Barry Maitland, “No Trace”

Maitland is new to me. This is another book I bought because of its cover — note to publishers of murder mysteries, bring on the moody black and white images, relevance to plot be damned. Apparently Maitland is launched on a series involving these Scotland Yard detectives, David Brock and Kathy Kolla. Apparently also St. Martin’s/Minotaur isn’t doing much to push them, because there’s very little sales apparatus on the Amazon website — earlier books don’t even have jacket photos, there’s no Kindle edition, no review, not even reader reviews.  Pretty sad. It’s not a great book, but it’s respectable, and genre addicts need their fixes. It takes a heck of a lot longer to write these things than it does to read them, so it’s a pity the publishers don’t know how to find us. 

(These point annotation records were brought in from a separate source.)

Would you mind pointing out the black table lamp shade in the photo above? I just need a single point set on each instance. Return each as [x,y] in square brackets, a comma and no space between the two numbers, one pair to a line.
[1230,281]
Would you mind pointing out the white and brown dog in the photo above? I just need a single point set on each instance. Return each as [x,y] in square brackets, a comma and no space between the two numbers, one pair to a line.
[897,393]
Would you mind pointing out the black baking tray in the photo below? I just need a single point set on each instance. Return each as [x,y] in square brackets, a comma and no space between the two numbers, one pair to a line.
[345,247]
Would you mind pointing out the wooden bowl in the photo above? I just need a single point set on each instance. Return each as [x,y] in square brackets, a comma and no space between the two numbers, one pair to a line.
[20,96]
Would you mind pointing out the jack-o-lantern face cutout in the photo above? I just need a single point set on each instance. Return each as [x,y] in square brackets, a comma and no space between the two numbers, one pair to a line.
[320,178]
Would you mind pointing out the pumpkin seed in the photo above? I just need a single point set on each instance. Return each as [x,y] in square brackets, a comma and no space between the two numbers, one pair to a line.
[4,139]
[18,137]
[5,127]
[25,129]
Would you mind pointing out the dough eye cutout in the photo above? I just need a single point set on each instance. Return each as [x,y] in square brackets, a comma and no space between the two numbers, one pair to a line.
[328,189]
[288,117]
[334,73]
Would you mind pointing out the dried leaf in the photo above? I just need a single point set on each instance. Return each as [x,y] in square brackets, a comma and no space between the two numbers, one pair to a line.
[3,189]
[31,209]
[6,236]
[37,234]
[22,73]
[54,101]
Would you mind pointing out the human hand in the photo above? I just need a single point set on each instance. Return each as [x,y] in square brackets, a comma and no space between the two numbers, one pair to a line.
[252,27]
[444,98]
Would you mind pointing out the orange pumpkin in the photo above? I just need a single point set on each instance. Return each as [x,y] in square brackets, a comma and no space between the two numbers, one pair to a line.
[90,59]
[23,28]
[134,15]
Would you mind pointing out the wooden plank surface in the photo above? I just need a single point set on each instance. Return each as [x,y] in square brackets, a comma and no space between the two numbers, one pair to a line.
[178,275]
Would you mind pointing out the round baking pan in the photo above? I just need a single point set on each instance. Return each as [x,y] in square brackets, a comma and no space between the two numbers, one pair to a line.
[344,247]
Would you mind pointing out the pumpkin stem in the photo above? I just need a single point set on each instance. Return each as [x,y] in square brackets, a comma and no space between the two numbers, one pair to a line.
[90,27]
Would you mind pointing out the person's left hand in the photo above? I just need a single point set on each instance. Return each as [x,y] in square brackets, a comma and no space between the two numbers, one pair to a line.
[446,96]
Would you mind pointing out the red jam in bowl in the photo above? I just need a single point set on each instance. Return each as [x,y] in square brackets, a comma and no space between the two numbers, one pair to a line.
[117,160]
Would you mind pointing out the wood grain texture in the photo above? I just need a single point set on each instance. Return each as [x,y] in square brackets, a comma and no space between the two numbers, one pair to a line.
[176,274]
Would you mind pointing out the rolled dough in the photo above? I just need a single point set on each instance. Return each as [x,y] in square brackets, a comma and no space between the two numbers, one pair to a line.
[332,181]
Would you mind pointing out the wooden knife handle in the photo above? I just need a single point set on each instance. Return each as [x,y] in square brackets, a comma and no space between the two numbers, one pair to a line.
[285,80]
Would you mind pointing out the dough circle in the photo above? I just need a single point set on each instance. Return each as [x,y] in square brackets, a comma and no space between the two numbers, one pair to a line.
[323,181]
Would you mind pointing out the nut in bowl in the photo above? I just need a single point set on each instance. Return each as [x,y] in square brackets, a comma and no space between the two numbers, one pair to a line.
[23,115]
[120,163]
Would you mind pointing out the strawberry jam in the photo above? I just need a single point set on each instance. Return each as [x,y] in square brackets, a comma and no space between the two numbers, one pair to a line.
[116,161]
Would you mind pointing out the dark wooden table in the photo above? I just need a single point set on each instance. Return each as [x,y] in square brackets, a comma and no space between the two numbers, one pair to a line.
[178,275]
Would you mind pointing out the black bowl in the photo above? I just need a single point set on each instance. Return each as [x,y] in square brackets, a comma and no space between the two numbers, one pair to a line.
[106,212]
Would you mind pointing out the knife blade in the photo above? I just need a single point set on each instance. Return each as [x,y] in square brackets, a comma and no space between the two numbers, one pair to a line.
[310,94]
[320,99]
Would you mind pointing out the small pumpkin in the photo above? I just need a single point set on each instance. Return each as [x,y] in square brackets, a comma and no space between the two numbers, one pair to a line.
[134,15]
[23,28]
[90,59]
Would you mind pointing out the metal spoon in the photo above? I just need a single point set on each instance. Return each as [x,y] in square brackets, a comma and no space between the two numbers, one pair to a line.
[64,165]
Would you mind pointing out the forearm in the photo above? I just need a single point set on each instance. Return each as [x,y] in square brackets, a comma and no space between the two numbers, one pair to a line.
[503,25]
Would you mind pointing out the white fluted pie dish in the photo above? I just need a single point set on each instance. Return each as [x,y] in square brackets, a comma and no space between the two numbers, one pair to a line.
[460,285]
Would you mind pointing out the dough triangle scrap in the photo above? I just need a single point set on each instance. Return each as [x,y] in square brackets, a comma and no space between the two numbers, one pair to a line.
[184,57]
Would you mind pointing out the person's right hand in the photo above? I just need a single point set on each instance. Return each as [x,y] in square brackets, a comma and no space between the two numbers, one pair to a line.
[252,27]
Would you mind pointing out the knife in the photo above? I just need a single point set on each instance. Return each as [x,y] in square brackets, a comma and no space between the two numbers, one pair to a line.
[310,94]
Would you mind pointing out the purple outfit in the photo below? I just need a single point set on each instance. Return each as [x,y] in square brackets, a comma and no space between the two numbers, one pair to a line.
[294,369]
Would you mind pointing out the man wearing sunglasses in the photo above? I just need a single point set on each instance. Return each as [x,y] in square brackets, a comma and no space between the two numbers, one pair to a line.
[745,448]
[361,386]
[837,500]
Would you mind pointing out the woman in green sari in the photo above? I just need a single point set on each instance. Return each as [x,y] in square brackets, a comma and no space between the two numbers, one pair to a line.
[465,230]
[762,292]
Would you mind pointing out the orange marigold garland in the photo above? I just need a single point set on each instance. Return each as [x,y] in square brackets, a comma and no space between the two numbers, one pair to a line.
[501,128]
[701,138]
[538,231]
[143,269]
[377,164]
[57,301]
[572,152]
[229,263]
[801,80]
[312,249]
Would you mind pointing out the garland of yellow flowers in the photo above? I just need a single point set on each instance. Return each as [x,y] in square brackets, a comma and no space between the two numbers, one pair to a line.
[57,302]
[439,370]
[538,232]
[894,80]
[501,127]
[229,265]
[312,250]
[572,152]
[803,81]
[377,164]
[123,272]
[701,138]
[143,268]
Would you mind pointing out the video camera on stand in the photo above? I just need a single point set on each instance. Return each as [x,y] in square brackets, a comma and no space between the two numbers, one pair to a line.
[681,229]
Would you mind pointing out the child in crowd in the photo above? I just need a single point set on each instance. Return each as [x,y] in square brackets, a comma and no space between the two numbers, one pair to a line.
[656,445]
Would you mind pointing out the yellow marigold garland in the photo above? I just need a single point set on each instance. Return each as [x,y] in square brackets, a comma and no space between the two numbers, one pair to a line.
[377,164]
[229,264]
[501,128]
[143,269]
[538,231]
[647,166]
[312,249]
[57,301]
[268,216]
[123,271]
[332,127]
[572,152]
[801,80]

Respectable but not great, I have to say. I suppose the model here is Deborah Crombie or Elizabeth George, straight-up contemporary police procedural involving male DCI and female DS. Only they have no personalities. They’re utterly flat. The book is ingeniously plotted but Maitland is so cursory with the characterization that at first the narrative had a strange choppy rhythm, as we moved from consciousness to consciousness without — this is difficult to express — ever feeling grounded. I think that’s what I mean. Here’s an example: late in the book Kathy Kolla visits the Soane Museum in London to follow up on a clue. She has a conversation with a guide  in the course of which essential information is imparted. Yet the guide is described only as “an elderly, impish man” and not named. That’s an opportunity lost.  Think of the nifty pen portraits we get from writers like Crombie and George, who manage to flesh out even the most fleeting presences in their books.  

The dialogue isn’t bad, and the description of place is pretty good. Lots of moaning about Yard bureaucracy (standard for contemporary UK and Italian mysteries) which ties neatly into the plot. Plot concerns pretentious idiocy at a Shoreditch art gallery. This stuff works very, very well. Nice sardonic view of art that includes, for instance, a “piece” called “Dead Puppies” that involves just that.  Clever.